Enter new J Street U National Student Board President Benjy Cannon to take the first shot.
“There’s a parallel, disturbing trend of scepticism in the established Jewish community toward pro-peace, anti-occupation activism,” wrote the new leader. “Just in the past year, the Conference of Presidents of Major Jewish American Organizations rejected J Street’s membership bid and Jewish institutions, from JCCs to Hillels, banned speakers and artists critical of Israeli policy on numerous occasions.”
J Street was rejected due to its anti-Israel views and inability to function alongside other organizations but Cannon peddles the lie that J Street was rejected due to its “pro-peace, anti-occupation” activism. Meanwhile, every organization in the Conference of Presidents is “pro-peace” and the majority are “anti-occupation” as well.

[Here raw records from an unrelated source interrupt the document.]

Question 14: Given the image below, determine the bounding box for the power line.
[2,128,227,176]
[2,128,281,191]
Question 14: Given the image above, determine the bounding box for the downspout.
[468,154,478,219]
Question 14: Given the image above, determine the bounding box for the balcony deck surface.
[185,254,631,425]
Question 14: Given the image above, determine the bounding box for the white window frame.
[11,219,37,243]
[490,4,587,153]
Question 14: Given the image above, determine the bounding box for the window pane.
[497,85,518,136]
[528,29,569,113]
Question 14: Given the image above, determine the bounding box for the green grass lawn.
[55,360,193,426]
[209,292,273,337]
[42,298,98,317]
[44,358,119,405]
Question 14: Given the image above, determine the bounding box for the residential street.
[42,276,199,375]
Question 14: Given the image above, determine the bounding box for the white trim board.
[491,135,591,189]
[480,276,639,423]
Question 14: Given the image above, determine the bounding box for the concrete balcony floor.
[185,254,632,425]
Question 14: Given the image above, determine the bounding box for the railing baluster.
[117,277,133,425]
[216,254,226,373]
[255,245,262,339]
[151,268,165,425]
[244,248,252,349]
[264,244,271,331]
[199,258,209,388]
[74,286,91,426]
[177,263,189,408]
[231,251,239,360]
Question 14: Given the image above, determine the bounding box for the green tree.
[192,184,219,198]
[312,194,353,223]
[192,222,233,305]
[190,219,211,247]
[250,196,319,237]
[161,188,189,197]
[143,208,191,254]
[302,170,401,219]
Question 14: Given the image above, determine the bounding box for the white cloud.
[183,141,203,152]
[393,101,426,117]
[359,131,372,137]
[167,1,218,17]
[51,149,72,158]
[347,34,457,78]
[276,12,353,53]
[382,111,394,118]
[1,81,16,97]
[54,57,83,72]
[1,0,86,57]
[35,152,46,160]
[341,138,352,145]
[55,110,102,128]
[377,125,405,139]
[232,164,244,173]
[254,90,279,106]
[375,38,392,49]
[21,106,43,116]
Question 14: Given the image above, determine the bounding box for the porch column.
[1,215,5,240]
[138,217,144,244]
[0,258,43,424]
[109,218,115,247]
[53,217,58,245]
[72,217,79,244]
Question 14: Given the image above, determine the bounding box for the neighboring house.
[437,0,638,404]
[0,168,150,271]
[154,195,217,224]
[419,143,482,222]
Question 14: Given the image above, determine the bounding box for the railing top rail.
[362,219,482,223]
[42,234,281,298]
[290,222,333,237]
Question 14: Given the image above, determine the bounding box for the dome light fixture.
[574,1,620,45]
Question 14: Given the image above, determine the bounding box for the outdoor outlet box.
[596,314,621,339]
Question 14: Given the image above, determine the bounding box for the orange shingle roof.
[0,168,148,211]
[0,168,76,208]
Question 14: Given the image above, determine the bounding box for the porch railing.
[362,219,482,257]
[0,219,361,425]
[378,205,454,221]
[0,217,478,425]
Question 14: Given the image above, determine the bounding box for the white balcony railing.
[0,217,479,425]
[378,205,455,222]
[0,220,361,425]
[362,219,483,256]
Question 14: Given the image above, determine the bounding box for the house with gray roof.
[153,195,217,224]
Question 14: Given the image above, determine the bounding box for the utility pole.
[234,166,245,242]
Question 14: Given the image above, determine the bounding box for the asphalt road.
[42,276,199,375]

Absent from Cannon’s diatribe is the fact that the incident in the JCC centered around the speaker’s support of the anti-Semitic Boycott, Divestment and Sanctions movement and the Israel-bashing group, Breaking the Silence, was in fact welcomed in Hillel in March,
Cannon then retreats to his radical leftist (J Street) echo chamber and claims that “[o]ftentimes, the bans and responses to them where criticized as restrictions on free speech and expression.”
“Institutions claimed that certain ideas were ‘beyond the pale’ while progressive Jews called for deeper civil discourse and richer communication,” he wrote implicitly attacking the Jewish community for refusing to engage with anti-Semites and individuals who hate Israel.
Cannon furthered his attack on Hillel and other groups by saying that he can “take solace in the fact that while Jewish American institutions might shun 'internal' criticism, groups in Israel welcome it” before warning that “when the Jewish state curtails that expression, it only reinforces the American Jewish community’s aversion to progressive Israel activism, and tells the growing cohort of young, progressive American Jews that their brand of pro-Israel activism isn’t welcome either. “
Cannon, eager to welcome anti-Semites and those that hate Israel into pro-Israel events complained that that the American Jewish community is “already disposed to silencing unwanted voices.”
There is no word yet as to whether or not the straw man survived the assault.